Concerns have also been raised regarding the safety of nonstick cookware when heated to high temperatures. When exposed to these extreme temperatures, nonstick coatings can release hazardous fumes which could be inhaled; this condition is known as polymer fume fever and may manifest flu-like symptoms like fever, chills, and coughing.
However, it’s essential to be aware that polymer fume fever only occurs at temperatures above 500 degrees Fahrenheit – well above the typical cooking temperature for most foods. Furthermore, this concern only arises if the nonstick coating has been overheated or damaged in some way.

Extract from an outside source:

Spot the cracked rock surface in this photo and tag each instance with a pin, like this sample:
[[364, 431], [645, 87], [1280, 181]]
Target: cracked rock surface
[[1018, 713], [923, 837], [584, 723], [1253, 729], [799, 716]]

How to Use Nonstick Cookware Safely
Nonstick cookware is generally considered safe, but there are steps you can take to ensure its safe use:
1. Use low to medium heat
High heat can damage nonstick cookware and cause the coating to break down, releasing hazardous fumes. To maximize longevity and minimize this risk, cook with nonstick cookware at low to medium temperatures.
2. Don’t use metal utensils
Metal utensils can damage the nonstick coating, leading it to break down and release hazardous chemicals. To avoid this issue, utilize wooden or silicone utensils when cooking with nonstick cookware.
3. Don’t overheat the cookware
As previously discussed, overheating nonstick cookware can cause it to release hazardous fumes. To avoid this from occurring, cookware should only be heated using low to medium heat settings and with constant monitoring of the temperature.
4. Use a ventilated kitchen
If you are worried about the fumes released by nonstick cookware, make sure your kitchen has adequate ventilation. Open windows or turn on a fan to help move air around.
Nonstick cookware has long been considered safe, provided it’s used properly. While there have been concerns about the chemical composition of nonstick coatings, the industry has taken steps to eliminate harmful elements like PFOA. By following the safety tips outlined in this article, you can enjoy all of the convenience of nonstick cookware without worrying about its safety.